Es werden unterschiedliche Sensorkonzepte unter Nutzung aktorbasierter und algorithmischer Kompensationsverfahren für den Lichtablenkungseffekt im wärmeinduzierten inhomogenen Brechungsindexfeld erforscht.

 

Figure 1: Multicamera Fringe Projection Sensor.

To achieve an algorithmically compensated geometry measurement, a multi-camera structured light projection sensor is being developed (Fig. 1). This allows for the redundant acquisition of geometric data from overlapping measurement areas based on different triangulation angles. Here, all camera-projector combinations form so-called stereo pair measuring units, with which 3D geometric data can be acquired. By analyzing the stereo pair measurement results, which are affected to varying degrees by the light deflection effect, and based on simulations of refractive index fields, an algorithmic correction of measurement values for cylindrical components can be realized. Additionally, using the Finite Element (FE) simulation software Comsol, a numerical model was implemented that illustrates the multiphysical relationship between heat-induced density reduction of air and the resulting light deflection effect, enabling virtual triangulation measurements under optical inhomogeneity (Fig. 2).

 

Figure 2: Relationship between heat-induced air density reduction and the resultant light deflection effect.

CURRENT WORK AND OUTLOOK

For the experimental validation of the algorithmic measurement correction and to carry out shrinkage or distortion measurements directly after the forming process, a measurement chamber sensor concept is being explored. This concept, through pressure reduction, aims to enable geometry characterization of hot Tailored Forming components with negligible refractive index field influence. The vacuum approach was initially validated using refractive index measurements by means of the two-dimensional (2D) background oriented schlieren (BOS) method. Fig. 3 shows the test setup with a vacuum chamber. The refractive index field around a hot measuring rod (approximately 1000 °C) inside the chamber at ambient pressure (p=987 mbar) and at reduced chamber pressure (about 64 mbar) is shown on the right side. It is evident that a reduction in pressure significantly decreases the variation of the refractive index in air. The loading of the vacuum chamber, a red-hot measuring cylinder within the chamber, and the sensor head for carrying out geometry measurements through the chamber measuring window are shown in Fig. 4.

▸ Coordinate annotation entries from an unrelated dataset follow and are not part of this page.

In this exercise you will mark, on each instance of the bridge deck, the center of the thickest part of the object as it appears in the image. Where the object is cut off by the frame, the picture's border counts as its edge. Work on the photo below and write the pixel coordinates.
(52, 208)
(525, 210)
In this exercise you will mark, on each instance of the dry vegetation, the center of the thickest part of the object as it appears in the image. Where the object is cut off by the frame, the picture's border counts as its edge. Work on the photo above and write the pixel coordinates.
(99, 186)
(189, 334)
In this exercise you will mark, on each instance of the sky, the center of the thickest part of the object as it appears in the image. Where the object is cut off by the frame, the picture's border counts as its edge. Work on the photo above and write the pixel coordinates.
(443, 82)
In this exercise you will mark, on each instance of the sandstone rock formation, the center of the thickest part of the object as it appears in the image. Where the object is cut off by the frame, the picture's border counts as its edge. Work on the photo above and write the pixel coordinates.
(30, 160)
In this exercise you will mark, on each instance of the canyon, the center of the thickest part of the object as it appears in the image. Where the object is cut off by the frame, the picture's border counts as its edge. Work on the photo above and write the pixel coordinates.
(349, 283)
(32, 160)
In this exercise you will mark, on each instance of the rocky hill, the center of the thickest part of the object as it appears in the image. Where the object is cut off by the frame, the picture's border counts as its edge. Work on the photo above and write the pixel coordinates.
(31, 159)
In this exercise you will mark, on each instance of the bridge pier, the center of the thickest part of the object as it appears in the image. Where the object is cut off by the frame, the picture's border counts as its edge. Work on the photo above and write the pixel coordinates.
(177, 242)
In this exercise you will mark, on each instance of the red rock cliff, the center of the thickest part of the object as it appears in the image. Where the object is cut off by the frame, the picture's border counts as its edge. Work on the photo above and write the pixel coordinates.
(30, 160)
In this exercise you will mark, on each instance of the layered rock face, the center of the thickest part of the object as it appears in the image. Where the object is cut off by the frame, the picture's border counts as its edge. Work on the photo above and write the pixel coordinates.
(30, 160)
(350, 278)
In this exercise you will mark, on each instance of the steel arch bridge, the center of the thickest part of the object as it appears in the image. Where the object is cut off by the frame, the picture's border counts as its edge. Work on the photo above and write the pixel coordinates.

Figure 3: Test rig with vacuum chamber.
Figure 4: Loading the vacuum chamber and chamber measurement window.

For a comprehensive characterization of forging processes, it is also planned to couple a thermography camera with a triangulation sensor. This will enable the correlation of experimentally determined temperature and geometry data (4D model of the measurement object, Fig. 5). By comparing forming simulations and measurement data, a validation of the simulations can be achieved.

 

Figure 5: 4D model of the measurement object.